FedGUI: Benchmarking Federated GUI Agents across Heterogeneous Platforms, Devices, and Operating Systems
First comprehensive benchmark tackles real-world heterogeneity across mobile, web, and desktop platforms.
A research team led by Wenhao Wang has introduced FedGUI, the first comprehensive benchmark designed to train and evaluate federated GUI agents across heterogeneous real-world environments. The work addresses a critical gap: traditional centralized training for agents that interact with graphical user interfaces (GUIs) faces prohibitive costs and scalability issues, while federated learning (FL) has lacked proper benchmarks to handle the complexity of different platforms. FedGUI systematically provides six curated datasets to study four crucial dimensions of heterogeneity that agents encounter in practice: cross-platform (mobile vs. web vs. desktop), cross-device, cross-operating system, and cross-data source.
Extensive experiments with FedGUI yielded key insights that will guide future development. First, the research demonstrates that enabling collaboration across different platforms—such as having agents learn from both mobile and desktop interfaces—actually improves overall performance, extending the benefits of federated learning beyond mobile-only applications. Second, the benchmark quantifies the distinct impact of each heterogeneity dimension, identifying the platform (e.g., Android app vs. website) and the operating system as the two most influential factors affecting an agent's learning and performance.
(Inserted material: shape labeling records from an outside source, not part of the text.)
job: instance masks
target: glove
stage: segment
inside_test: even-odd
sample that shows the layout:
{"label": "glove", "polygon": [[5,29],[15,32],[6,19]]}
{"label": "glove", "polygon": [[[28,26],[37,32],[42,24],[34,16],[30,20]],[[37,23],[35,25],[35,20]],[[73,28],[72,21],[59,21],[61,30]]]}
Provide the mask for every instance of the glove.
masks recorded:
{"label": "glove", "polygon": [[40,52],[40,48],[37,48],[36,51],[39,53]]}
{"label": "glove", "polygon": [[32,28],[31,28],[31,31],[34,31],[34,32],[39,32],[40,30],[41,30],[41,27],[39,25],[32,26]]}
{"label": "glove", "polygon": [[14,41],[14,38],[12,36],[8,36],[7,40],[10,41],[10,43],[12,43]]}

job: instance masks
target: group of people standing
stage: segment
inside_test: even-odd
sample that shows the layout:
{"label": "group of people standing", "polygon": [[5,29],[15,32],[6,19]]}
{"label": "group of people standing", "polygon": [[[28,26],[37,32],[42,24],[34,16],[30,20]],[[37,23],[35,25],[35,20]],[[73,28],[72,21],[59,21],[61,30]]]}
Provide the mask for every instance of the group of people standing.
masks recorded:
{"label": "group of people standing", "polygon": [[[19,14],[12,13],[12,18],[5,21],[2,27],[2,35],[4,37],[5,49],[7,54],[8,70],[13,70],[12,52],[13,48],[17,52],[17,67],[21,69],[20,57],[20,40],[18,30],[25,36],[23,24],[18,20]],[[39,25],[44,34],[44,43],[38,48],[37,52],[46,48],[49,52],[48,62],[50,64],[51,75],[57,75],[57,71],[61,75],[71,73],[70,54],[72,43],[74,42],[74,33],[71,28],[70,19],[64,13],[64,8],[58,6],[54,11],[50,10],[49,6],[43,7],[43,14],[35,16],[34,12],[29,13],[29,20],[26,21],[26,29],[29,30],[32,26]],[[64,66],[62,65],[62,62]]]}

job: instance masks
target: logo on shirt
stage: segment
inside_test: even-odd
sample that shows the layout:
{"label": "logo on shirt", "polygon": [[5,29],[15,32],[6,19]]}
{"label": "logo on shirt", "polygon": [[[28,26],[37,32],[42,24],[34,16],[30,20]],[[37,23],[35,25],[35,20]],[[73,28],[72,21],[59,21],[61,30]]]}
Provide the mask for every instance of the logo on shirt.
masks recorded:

By making the code and data publicly available, FedGUI establishes a vital, standardized foundation for the research community to build more robust, scalable, and privacy-preserving AI agents capable of operating in the fragmented digital ecosystem.
- Introduces the first benchmark (FedGUI) for federated GUI agents across mobile, web, and desktop platforms.
- Provides six datasets to study four key heterogeneity types: platform, device, OS, and data source.
- Finds cross-platform collaboration boosts performance and identifies platform & OS as top influencing factors.
Why It Matters
Enables development of scalable, privacy-preserving AI assistants that can reliably operate across any app or website.